The housing ministry stats, which cover the period at the height of the spring pandemic lockdown, show that just 1,248 major residential planning applications were submitted between April and June, a drop of more than a quarter from the same period in 2019.
This represents the lowest number of major residential submissions since the summer quarter in 2012, prior to the introduction of the government’s Help to Buy scheme. Major residential planning applications are those involving 10 or more new build homes, or on sites of more than 0.5 hectare.
The decline in residential planning decisions came despite strenuous efforts by councils such as Wandsworth to move planning committees online (pictured, right) where lockdown measures made convening committees physically impossible.

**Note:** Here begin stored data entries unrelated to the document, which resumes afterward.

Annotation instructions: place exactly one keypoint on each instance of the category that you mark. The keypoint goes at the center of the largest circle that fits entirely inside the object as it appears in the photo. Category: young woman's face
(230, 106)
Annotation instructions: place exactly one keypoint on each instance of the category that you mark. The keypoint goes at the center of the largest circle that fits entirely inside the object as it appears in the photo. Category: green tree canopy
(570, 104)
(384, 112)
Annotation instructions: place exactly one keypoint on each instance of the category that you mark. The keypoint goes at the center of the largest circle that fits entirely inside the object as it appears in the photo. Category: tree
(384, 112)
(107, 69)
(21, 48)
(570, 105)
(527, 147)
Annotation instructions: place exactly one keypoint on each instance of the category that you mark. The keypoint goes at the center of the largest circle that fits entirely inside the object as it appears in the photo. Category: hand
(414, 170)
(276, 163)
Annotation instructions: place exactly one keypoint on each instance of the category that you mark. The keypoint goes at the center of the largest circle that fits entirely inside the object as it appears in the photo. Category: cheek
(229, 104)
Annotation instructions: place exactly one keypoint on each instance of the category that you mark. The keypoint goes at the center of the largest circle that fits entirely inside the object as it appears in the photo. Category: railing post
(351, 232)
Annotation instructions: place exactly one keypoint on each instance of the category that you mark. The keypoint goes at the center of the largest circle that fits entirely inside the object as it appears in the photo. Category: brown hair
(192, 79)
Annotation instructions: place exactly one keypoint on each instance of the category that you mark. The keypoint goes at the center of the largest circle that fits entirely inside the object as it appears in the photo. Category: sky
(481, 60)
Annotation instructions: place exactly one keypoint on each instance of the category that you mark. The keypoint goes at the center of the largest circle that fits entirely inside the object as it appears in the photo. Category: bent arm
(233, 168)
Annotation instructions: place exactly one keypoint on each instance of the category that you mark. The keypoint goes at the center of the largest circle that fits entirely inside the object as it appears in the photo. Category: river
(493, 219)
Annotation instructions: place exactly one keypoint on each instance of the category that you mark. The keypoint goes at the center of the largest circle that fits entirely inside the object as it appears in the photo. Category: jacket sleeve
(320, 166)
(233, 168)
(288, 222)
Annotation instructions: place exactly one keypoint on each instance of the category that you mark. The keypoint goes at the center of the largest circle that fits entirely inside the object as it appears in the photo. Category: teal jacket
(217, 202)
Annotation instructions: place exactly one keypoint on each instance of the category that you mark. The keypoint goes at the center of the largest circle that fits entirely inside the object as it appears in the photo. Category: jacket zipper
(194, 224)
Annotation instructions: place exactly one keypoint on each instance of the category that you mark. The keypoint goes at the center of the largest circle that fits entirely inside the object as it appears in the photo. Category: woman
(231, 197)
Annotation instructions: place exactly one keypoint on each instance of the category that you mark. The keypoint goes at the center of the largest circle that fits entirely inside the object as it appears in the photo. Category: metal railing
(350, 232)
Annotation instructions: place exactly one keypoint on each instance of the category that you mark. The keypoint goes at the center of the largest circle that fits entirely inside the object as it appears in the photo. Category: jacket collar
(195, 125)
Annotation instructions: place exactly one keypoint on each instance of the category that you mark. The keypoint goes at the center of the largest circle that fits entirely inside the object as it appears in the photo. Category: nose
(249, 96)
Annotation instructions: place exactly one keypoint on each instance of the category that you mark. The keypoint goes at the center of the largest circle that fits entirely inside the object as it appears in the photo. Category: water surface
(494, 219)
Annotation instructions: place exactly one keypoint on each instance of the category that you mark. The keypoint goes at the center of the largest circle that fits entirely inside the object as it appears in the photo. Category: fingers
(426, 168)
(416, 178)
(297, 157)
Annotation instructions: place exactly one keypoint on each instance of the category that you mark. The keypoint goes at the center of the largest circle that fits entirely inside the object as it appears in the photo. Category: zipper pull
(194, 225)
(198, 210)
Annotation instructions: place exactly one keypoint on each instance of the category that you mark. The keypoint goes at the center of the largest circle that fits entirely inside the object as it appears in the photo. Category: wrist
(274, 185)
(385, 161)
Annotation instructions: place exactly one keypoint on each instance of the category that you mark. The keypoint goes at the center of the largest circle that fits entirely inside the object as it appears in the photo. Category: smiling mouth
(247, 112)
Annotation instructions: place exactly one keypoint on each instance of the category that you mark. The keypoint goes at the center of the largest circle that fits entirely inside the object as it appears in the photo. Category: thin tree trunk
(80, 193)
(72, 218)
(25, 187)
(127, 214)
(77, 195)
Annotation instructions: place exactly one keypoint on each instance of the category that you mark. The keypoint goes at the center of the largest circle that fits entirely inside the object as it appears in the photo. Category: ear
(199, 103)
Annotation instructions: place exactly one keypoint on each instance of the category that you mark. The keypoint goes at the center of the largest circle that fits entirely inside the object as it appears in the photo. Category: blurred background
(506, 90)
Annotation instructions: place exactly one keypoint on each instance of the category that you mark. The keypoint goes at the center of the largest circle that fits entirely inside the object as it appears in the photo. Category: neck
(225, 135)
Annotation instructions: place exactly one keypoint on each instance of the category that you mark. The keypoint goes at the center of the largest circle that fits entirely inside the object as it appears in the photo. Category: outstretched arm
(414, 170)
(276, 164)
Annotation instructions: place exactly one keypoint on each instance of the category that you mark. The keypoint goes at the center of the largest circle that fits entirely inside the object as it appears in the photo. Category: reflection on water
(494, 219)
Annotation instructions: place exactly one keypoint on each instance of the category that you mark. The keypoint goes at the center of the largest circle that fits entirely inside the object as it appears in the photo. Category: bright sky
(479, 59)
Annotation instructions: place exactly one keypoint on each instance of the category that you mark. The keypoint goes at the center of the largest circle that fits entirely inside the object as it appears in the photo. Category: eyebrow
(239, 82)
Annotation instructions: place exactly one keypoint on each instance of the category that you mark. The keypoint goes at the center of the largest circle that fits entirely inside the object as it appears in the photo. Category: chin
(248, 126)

In March the government rushed through rules, following request by developers and councils, allowing committees to meet and take decisions via “virtual” planning committees.
Of those submitted, 82% were granted, marginally up on the figure in the first quarter of 2020, with 88% decided within the government’s limit of 13 weeks.

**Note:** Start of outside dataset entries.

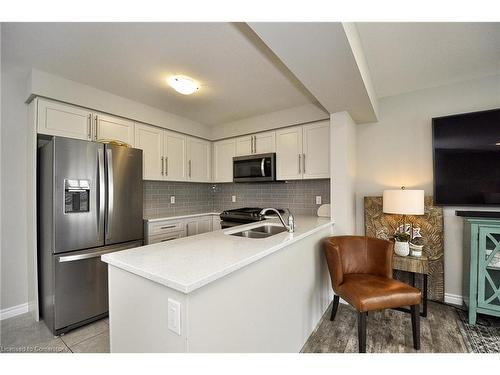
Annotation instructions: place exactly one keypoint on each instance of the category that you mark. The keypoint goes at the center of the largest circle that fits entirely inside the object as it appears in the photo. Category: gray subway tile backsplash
(190, 198)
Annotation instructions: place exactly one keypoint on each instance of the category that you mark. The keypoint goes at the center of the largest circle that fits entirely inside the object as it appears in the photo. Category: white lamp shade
(403, 202)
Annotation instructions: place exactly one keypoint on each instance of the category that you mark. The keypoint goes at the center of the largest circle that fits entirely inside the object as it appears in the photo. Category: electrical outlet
(174, 316)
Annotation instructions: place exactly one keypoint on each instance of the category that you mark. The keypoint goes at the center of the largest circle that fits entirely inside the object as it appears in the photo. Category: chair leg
(415, 325)
(335, 307)
(362, 331)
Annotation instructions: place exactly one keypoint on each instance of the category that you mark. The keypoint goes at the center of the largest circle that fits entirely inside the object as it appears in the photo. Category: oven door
(256, 168)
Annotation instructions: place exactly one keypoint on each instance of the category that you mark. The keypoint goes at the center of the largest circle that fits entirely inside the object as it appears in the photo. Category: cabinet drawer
(162, 227)
(165, 237)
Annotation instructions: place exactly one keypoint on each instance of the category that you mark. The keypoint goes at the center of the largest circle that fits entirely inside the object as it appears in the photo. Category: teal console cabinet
(481, 281)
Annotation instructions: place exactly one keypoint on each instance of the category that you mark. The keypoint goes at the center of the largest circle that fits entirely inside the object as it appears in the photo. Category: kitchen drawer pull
(168, 239)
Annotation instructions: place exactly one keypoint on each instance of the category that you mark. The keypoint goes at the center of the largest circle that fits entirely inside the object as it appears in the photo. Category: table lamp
(403, 202)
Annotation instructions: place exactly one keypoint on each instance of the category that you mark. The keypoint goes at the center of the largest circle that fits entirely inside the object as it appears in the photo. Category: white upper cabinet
(265, 142)
(289, 153)
(303, 152)
(64, 120)
(113, 128)
(174, 152)
(244, 145)
(198, 160)
(316, 150)
(150, 140)
(223, 160)
(260, 143)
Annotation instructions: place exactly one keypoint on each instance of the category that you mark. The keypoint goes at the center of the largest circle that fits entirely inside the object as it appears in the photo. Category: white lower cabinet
(166, 230)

The number of residential decisions on sites of fewer than 10 homes (minor applications) also declined, by 15%. Because of the large number – 8,078 – minor residential decisions, overall the number decided fell by 16% in the quarter, compared to the same period in 2019.
The government did not say how many homes the decisions taken in the quarter amounted to, however, it said “provisional” figures showed that decisions permitting 356,300 new homes were taken in the year to June, down 11% from the 398,000 permitted in the previous year.